I am confident that the mechanism decided today will normally not need to be activated and that Greece will progressively regain the confidence of the market, he said.
Trichet had previously warned against getting the IMF to solve the euro zone's problems.
Thursday's agreement, which would apply to other euro zone countries that hit trouble, left a number of questions unanswered, including how the Washington-based IMF and the euro zone would work together in practice.
A statement by euro zone leaders included no numbers, but a senior European Commission source said the support package would be worth 20-22 billion euros ($27-29 billion) if required in an emergency.
French President Nicolas Sarkozy said the euro zone would put up two-thirds of the money, and the IMF the rest.

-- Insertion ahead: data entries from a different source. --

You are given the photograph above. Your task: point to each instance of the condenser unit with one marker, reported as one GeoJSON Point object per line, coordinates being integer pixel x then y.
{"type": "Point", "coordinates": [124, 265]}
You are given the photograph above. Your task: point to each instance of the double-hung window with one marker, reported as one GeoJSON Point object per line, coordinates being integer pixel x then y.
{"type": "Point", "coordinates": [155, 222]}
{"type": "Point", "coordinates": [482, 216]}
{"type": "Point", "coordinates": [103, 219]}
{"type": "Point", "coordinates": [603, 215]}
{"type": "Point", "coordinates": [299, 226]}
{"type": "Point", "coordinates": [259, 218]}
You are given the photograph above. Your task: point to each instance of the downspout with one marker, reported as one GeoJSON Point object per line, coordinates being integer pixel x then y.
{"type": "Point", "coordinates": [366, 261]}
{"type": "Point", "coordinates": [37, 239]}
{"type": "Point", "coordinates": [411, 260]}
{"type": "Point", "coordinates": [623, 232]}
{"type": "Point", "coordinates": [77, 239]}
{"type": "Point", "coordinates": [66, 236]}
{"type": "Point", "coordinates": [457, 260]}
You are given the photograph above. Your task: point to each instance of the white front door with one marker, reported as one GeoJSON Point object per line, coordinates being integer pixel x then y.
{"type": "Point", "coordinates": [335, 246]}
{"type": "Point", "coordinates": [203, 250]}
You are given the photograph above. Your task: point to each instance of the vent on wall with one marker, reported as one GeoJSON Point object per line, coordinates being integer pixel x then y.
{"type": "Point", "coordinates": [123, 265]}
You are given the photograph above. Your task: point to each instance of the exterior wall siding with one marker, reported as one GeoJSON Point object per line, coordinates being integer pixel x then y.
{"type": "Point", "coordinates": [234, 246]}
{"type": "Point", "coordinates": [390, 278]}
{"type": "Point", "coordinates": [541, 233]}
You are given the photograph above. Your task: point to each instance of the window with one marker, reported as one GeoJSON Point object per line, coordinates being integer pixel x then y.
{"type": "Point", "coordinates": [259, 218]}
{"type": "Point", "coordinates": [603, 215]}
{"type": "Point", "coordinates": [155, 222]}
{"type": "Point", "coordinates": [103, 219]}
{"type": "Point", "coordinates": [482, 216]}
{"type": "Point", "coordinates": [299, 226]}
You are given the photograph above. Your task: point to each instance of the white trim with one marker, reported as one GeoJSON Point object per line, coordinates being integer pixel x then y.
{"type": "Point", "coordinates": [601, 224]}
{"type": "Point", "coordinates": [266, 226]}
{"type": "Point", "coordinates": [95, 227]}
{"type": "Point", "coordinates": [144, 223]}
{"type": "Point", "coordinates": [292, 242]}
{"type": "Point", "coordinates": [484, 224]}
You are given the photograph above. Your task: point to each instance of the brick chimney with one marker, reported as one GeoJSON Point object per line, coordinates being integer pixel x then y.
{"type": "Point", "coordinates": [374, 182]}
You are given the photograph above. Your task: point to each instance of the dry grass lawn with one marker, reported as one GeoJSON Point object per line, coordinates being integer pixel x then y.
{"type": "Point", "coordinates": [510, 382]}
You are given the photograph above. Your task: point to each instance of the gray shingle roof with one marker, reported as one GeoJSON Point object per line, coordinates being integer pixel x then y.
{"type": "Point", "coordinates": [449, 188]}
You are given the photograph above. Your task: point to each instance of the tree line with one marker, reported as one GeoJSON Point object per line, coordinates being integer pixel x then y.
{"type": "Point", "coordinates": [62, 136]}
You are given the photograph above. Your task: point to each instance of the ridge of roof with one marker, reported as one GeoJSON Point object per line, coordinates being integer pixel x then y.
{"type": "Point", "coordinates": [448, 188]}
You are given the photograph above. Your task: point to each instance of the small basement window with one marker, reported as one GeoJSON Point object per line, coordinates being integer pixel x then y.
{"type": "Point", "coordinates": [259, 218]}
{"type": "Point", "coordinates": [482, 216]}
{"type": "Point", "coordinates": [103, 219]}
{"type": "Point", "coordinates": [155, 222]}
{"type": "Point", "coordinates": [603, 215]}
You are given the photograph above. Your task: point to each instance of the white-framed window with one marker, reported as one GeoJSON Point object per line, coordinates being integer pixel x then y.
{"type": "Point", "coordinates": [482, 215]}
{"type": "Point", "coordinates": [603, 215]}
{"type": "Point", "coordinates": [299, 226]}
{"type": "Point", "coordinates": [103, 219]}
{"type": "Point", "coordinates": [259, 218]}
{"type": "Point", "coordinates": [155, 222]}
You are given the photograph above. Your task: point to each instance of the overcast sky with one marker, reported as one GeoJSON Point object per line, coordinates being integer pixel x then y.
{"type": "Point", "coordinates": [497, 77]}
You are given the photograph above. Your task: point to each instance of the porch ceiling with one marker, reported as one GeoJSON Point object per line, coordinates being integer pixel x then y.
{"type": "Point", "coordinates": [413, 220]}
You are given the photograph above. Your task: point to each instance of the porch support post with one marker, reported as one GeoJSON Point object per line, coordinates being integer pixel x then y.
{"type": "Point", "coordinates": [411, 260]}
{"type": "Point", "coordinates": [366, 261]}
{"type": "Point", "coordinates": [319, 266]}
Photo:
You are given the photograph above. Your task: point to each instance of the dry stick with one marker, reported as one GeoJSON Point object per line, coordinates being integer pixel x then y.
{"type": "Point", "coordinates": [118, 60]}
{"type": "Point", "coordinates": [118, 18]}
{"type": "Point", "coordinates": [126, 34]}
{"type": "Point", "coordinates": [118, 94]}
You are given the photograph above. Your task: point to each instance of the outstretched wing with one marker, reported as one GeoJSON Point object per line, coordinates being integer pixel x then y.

But euro zone leaders did not indicate there was anything to prevent Greece going unilaterally to the IMF.
Tough terms imposed by Merkel mean the mechanism could be activated only under strict conditions and would require the unanimous approval of the euro zone, giving Berlin a veto.
Merkel had long resisted offered aid to Greece because of public opposition in Germany and concerns that any deal could face a legal challenge at home. She also faces a tough state election in May that she can ill afford to lose.
Bowing to demands by Berlin, euro zone leaders called for proposals by the end of the year to tighten the bloc's budget discipline rules, which failed to prevent Greece running up huge deficits and public debt.
CRACKS IN EU UNITY
Without a fallback mechanism, EU leaders feared Greece's debt problems could spread to other countries in the euro zone including Portugal, Spain or Italy.
But differences over Greece have widened divisions in the 27-country EU, which represents 500 million people.
EU diplomats said Britain and Poland, two powerful countries outside the euro zone, were concerned that the euro area was taking decisions on issues beyond their remit, especially on economic governance, or policy coordination.
Eurosceptic British media portrayed this as an attempt by the EU to increase its powers over the British economy.
I am in favor of increased budget discipline but I would like such decisions to be worked out by the entire Council (of 27 EU leaders) not just the (16-country) Eurogroup and this argument was accepted, said Polish Prime Minister Donald Tusk.